My understanding is that String objects are immutable, thus you can not
change them but any changes will be saved in a different object of the
same class.

I have written the following simple programme, that converts the string
Hellow World to upper case and prints it.

public class Test{
public static void main(String[] args){
String str1=new String("Hello World");
str1 = str1.toUpperCase();
System.out.println(str1);
}
}

If str1 is immutable as a String object, then how can we save the results
of the conversion back to the same object? Should that not be a different
one? What am I missing here?

Thanks,
George

Computers are useless. They can only give you answers.
Pablo Picasso (1881-1973)
Reply to this Message
Matt Humphrey - 05 May 2006 01:51 GMT
> Dear All,
>
[quoted text clipped - 16 lines]
> of the conversion back to the same object? Should that not be a different
> one? What am I missing here?

What you're missing is that str1.toUpperCase () creates a new String object
whose reference is assigned to the variable str1.  Variables hold references
to objects--they are not the objects themselves. The String object
previously referred to by str1 is unchanged.

Matt Humphrey matth@ivizNOSPAM.com  http://www.iviz.com/
Cheers,
Reply to this Message
Adam Maass - 05 May 2006 03:55 GMT
> Dear All,
>
[quoted text clipped - 16 lines]
> of the conversion back to the same object? Should that not be a different
> one? What am I missing here?

The line:

String str1

declares a variable of type "reference to String" named str1.

str1.toUpperCase()

constructs a new String object containing the upper-cased version of the
object referenced by the variable str1, and returns a reference to the new
String.

str1 = str1.toUpperCase()

assigns the new reference to the variable str1.

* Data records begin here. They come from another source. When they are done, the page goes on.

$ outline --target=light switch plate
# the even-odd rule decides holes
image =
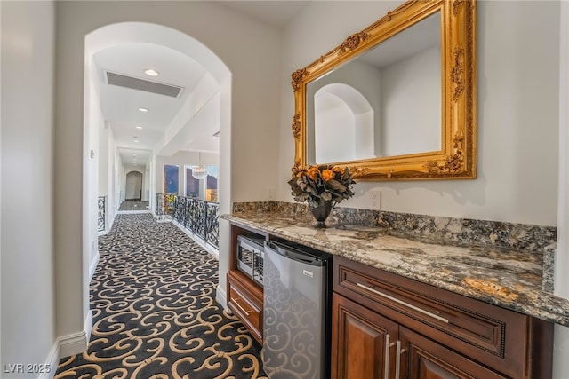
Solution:
[[[381,191],[370,190],[368,193],[372,209],[379,210],[381,206]]]

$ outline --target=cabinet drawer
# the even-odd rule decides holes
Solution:
[[[262,343],[262,296],[250,295],[244,286],[228,276],[228,305],[251,331],[252,335],[260,343]],[[262,295],[262,294],[261,294]]]
[[[528,316],[335,259],[333,290],[401,325],[514,377],[526,365]]]

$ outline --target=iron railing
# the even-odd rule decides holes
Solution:
[[[205,242],[219,249],[219,203],[191,197],[156,193],[155,211],[157,216],[171,217]]]
[[[97,199],[97,205],[99,206],[99,212],[97,213],[97,229],[99,232],[105,231],[105,199],[107,196],[99,196]]]

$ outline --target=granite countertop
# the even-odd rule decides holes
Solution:
[[[543,290],[542,254],[429,241],[373,226],[316,229],[309,218],[275,212],[234,213],[221,218],[569,327],[569,300]]]

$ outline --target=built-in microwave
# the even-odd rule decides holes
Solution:
[[[239,235],[237,237],[237,268],[263,285],[263,258],[265,257],[264,240],[262,238]]]

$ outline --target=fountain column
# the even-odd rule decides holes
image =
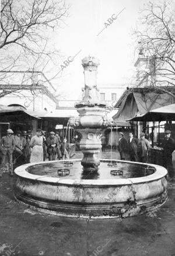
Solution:
[[[71,118],[69,124],[82,135],[80,148],[83,154],[81,161],[83,170],[93,171],[97,171],[100,165],[98,155],[102,148],[100,134],[111,122],[106,115],[106,104],[100,103],[99,98],[97,74],[99,60],[89,56],[82,62],[85,75],[82,99],[75,104],[79,116]]]

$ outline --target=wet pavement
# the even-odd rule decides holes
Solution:
[[[81,157],[76,153],[74,158]],[[102,154],[110,157],[110,150]],[[1,256],[175,256],[174,182],[169,183],[168,200],[156,211],[127,219],[83,220],[19,205],[13,198],[15,179],[8,173],[0,178]]]

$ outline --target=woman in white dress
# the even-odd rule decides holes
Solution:
[[[32,148],[30,162],[37,162],[43,161],[43,138],[41,136],[41,130],[37,130],[36,135],[32,137],[30,140],[30,147]]]

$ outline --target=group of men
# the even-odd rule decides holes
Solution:
[[[45,131],[42,132],[43,159],[45,161],[47,153],[48,160],[55,160],[57,157],[68,158],[68,144],[66,139],[61,141],[58,133],[50,132],[49,137],[46,139]],[[32,131],[16,132],[13,135],[12,129],[8,129],[6,135],[2,137],[0,141],[1,168],[0,177],[3,172],[9,171],[10,176],[13,175],[13,169],[22,164],[32,162],[31,144]]]
[[[148,151],[150,148],[149,141],[145,139],[145,134],[141,133],[140,139],[134,137],[134,133],[129,133],[129,139],[127,140],[123,133],[119,133],[118,150],[121,160],[125,160],[129,154],[130,160],[134,162],[146,162]]]
[[[163,151],[163,166],[167,169],[168,179],[173,181],[173,169],[172,162],[172,153],[175,150],[174,140],[170,137],[171,131],[164,132],[164,139],[162,143]],[[149,141],[145,139],[145,134],[141,133],[140,139],[134,137],[134,133],[129,133],[129,139],[124,137],[123,133],[119,133],[118,150],[121,160],[125,160],[127,154],[129,154],[130,160],[134,162],[147,162],[149,150],[150,145]]]

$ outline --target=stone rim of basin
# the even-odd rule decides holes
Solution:
[[[71,160],[71,162],[75,162],[77,161],[80,161],[80,159],[74,159]],[[110,161],[114,161],[116,162],[116,160],[112,159],[100,159],[100,161],[103,162],[109,162]],[[78,185],[79,184],[80,184],[81,185],[120,185],[120,184],[138,184],[138,183],[142,183],[142,182],[151,182],[152,181],[156,181],[159,179],[162,178],[163,177],[165,177],[167,174],[167,171],[166,169],[165,169],[164,167],[157,165],[152,164],[145,164],[145,163],[141,163],[139,162],[130,162],[128,161],[121,161],[121,160],[117,160],[117,162],[126,162],[126,163],[130,163],[131,164],[136,164],[136,165],[143,165],[145,166],[145,168],[148,165],[150,167],[153,167],[155,168],[156,171],[155,172],[150,175],[149,175],[148,176],[144,176],[142,177],[139,177],[139,178],[123,178],[123,179],[104,179],[104,180],[99,180],[99,179],[64,179],[62,178],[55,178],[55,177],[46,177],[41,176],[41,175],[37,175],[34,174],[32,174],[27,171],[27,168],[33,165],[40,165],[42,164],[46,164],[48,163],[51,163],[51,162],[58,162],[58,160],[56,161],[50,161],[48,162],[40,162],[38,163],[30,163],[30,164],[26,164],[23,165],[21,165],[17,168],[15,169],[15,173],[19,177],[26,178],[32,180],[37,180],[43,182],[52,182],[52,183],[59,183],[59,184],[69,184],[69,185]],[[59,160],[60,162],[64,161],[64,160]],[[65,160],[65,161],[66,161],[66,160]]]

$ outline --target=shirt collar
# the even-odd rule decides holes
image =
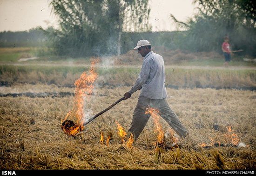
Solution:
[[[145,58],[146,59],[148,56],[153,53],[154,53],[154,52],[153,51],[151,51],[148,53],[147,54],[147,55],[145,56]]]

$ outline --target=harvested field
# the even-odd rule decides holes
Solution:
[[[74,90],[53,85],[12,86],[1,87],[1,92],[10,93],[12,88],[15,88],[15,93],[29,88],[34,93]],[[129,88],[124,86],[95,87],[94,95],[86,103],[88,112],[92,116],[98,113]],[[132,148],[122,144],[118,135],[117,121],[126,131],[129,129],[139,92],[87,125],[75,137],[67,136],[61,127],[61,119],[74,105],[73,95],[1,97],[1,169],[256,169],[255,91],[199,88],[167,88],[167,91],[168,102],[190,133],[190,138],[182,140],[183,144],[178,148],[168,148],[170,128],[160,119],[166,146],[161,153],[153,145],[155,135],[152,118]],[[108,95],[97,96],[100,94]],[[215,129],[215,125],[217,129]],[[229,126],[246,146],[237,148],[232,145],[227,138]],[[108,146],[109,133],[112,136]],[[225,145],[211,145],[213,141]],[[202,146],[203,143],[208,147]]]

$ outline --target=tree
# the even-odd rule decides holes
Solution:
[[[53,12],[60,19],[60,29],[48,33],[52,47],[58,55],[74,57],[120,54],[127,23],[141,20],[134,30],[147,29],[148,3],[148,0],[52,0]]]
[[[256,56],[256,6],[251,0],[194,0],[198,13],[187,23],[173,19],[186,31],[182,40],[185,49],[221,52],[223,38],[229,36],[233,50],[243,49]],[[184,43],[182,43],[184,44]]]

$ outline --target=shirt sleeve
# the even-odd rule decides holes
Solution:
[[[149,75],[151,64],[149,62],[146,62],[142,64],[141,70],[138,76],[134,85],[129,91],[129,93],[133,94],[139,89],[140,89],[143,85],[146,82]]]

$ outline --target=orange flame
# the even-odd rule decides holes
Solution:
[[[130,136],[130,138],[129,138],[129,139],[128,140],[128,141],[126,143],[126,145],[128,147],[131,149],[132,148],[132,145],[133,143],[134,140],[134,138],[133,137],[133,134],[131,132],[131,136]]]
[[[101,132],[101,141],[100,142],[100,143],[101,143],[101,145],[103,145],[103,139],[104,138],[103,138],[103,133],[102,132]]]
[[[122,144],[125,144],[125,141],[124,139],[126,139],[125,136],[126,135],[126,133],[124,132],[123,127],[118,123],[118,122],[116,122],[116,123],[117,124],[117,129],[118,130],[117,133],[119,135],[119,136],[121,137]]]
[[[86,98],[87,98],[88,100],[92,94],[92,90],[94,88],[93,84],[98,77],[94,66],[95,62],[98,61],[98,59],[94,59],[94,61],[92,61],[90,70],[84,72],[74,84],[76,86],[74,106],[72,110],[67,113],[64,120],[61,119],[61,127],[67,134],[74,136],[79,134],[84,128],[83,126],[84,121],[83,119],[83,107]],[[70,124],[72,123],[69,121],[65,122],[63,125],[62,121],[65,122],[67,119],[74,119],[74,124]]]
[[[109,139],[111,138],[111,136],[110,134],[108,134],[108,137],[107,138],[107,141],[106,141],[106,145],[108,146],[109,146],[109,145],[108,144],[108,141],[109,141]]]
[[[226,136],[228,138],[231,139],[231,143],[233,145],[237,146],[239,142],[239,139],[237,137],[237,134],[234,132],[234,130],[232,130],[231,127],[231,126],[229,126],[227,127],[228,134]]]
[[[159,122],[159,111],[157,109],[154,109],[148,106],[148,108],[146,108],[145,114],[150,113],[152,116],[152,118],[154,119],[155,124],[155,129],[154,132],[156,135],[156,141],[153,143],[153,145],[156,147],[157,149],[159,146],[162,148],[165,147],[164,144],[164,133],[162,130],[162,126]]]

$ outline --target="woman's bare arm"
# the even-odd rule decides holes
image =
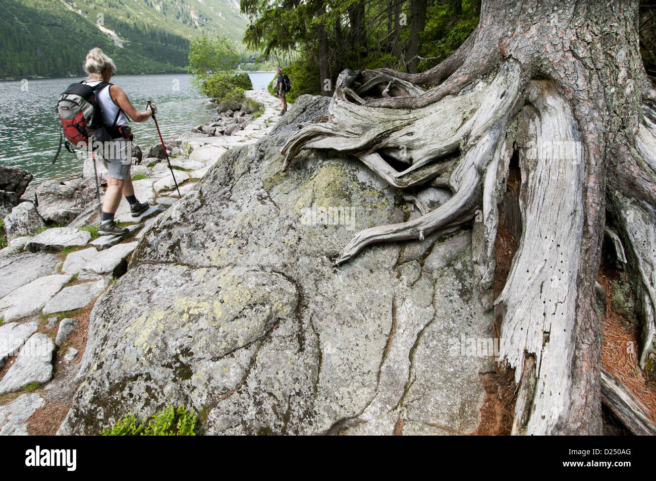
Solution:
[[[145,122],[152,115],[152,112],[150,110],[140,112],[134,108],[134,106],[128,100],[127,95],[118,85],[110,86],[110,96],[114,103],[125,112],[125,115],[134,122]]]

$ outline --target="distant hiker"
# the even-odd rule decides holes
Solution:
[[[83,81],[93,87],[101,82],[107,85],[96,91],[96,98],[102,110],[103,123],[112,140],[113,148],[104,148],[102,163],[107,167],[107,190],[102,203],[100,236],[116,236],[125,234],[127,229],[121,229],[114,222],[114,215],[121,202],[121,194],[130,204],[132,217],[138,217],[150,206],[148,202],[140,202],[134,196],[132,185],[130,167],[132,165],[133,136],[128,125],[128,116],[135,122],[144,122],[157,113],[154,105],[147,107],[144,112],[137,112],[128,100],[121,87],[110,83],[110,80],[116,72],[113,61],[98,48],[92,49],[87,54],[84,65],[85,72],[89,77]],[[152,110],[150,109],[152,108]],[[127,114],[127,115],[126,115]],[[110,152],[106,155],[106,152]],[[107,158],[105,158],[106,156]]]
[[[283,106],[283,111],[280,112],[279,114],[282,115],[287,112],[287,98],[285,98],[285,96],[289,91],[285,88],[285,87],[286,85],[289,85],[289,79],[287,78],[287,75],[283,75],[283,71],[279,68],[277,70],[276,73],[278,74],[278,79],[276,83],[276,90],[277,91],[278,96],[280,97],[280,103]],[[286,84],[285,80],[287,81]]]

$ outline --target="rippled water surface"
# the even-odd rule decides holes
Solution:
[[[265,88],[275,73],[249,74],[255,89]],[[157,105],[157,122],[165,140],[211,119],[215,112],[205,107],[207,98],[191,87],[190,75],[120,75],[112,83],[121,87],[138,110],[149,98]],[[69,84],[82,78],[45,79],[0,82],[0,163],[25,169],[39,182],[79,173],[82,166],[62,148],[56,165],[52,157],[59,144],[56,104]],[[135,142],[142,148],[158,142],[155,123],[130,123]]]

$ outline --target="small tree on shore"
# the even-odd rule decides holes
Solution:
[[[234,42],[226,37],[211,39],[203,33],[189,47],[192,83],[213,98],[241,100],[244,89],[253,85],[247,73],[235,72],[239,60]]]

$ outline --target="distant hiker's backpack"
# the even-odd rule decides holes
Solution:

You are confusing the notion of "object" and "reference to object." While
the values of String objects themselves can't change, the values of the
reference variables pointing at them can.

-- Adam Maass
Reply to this Message
IOANNIS - 05 May 2006 05:27 GMT
> Dear All,
>
[quoted text clipped - 22 lines]
> Computers are useless. They can only give you answers.
> Pablo Picasso (1881-1973)

Both replies explain this issue.
It is basically a different object.
Here's a way to find it out.
Use the hashCode() method defined in Object class.
This is a very important method for the JVM. It returns an int that "sort
of" tries to identify uniquely all objects.
The idea is that if two objects are equal according the .equals() method
then they MUST have the same hashCode The opposite doesn't work. You can
have two different objects with the same hashCode() (usually by overriding
the method).
In your code extract you can do this!

public class Test{
public static void main(String[] args){
String str1=new String("Hello World");

System.out.println(str1+str1.hashCode());

str1 = str1.toUpperCase();
System.out.println(str1+ str1.hashCode());
}
}

Here's my sample output:
Hello World-862545276
HELLO WORLD568232580

Ioannis
Reply to this Message
Chris Smith - 05 May 2006 16:24 GMT
> Both replies explain this issue.
> It is basically a different object.
> Here's a way to find it out.
> Use the hashCode() method defined in Object class.
> This is a very important method for the JVM. It returns an int that "sort
> of" tries to identify uniquely all objects.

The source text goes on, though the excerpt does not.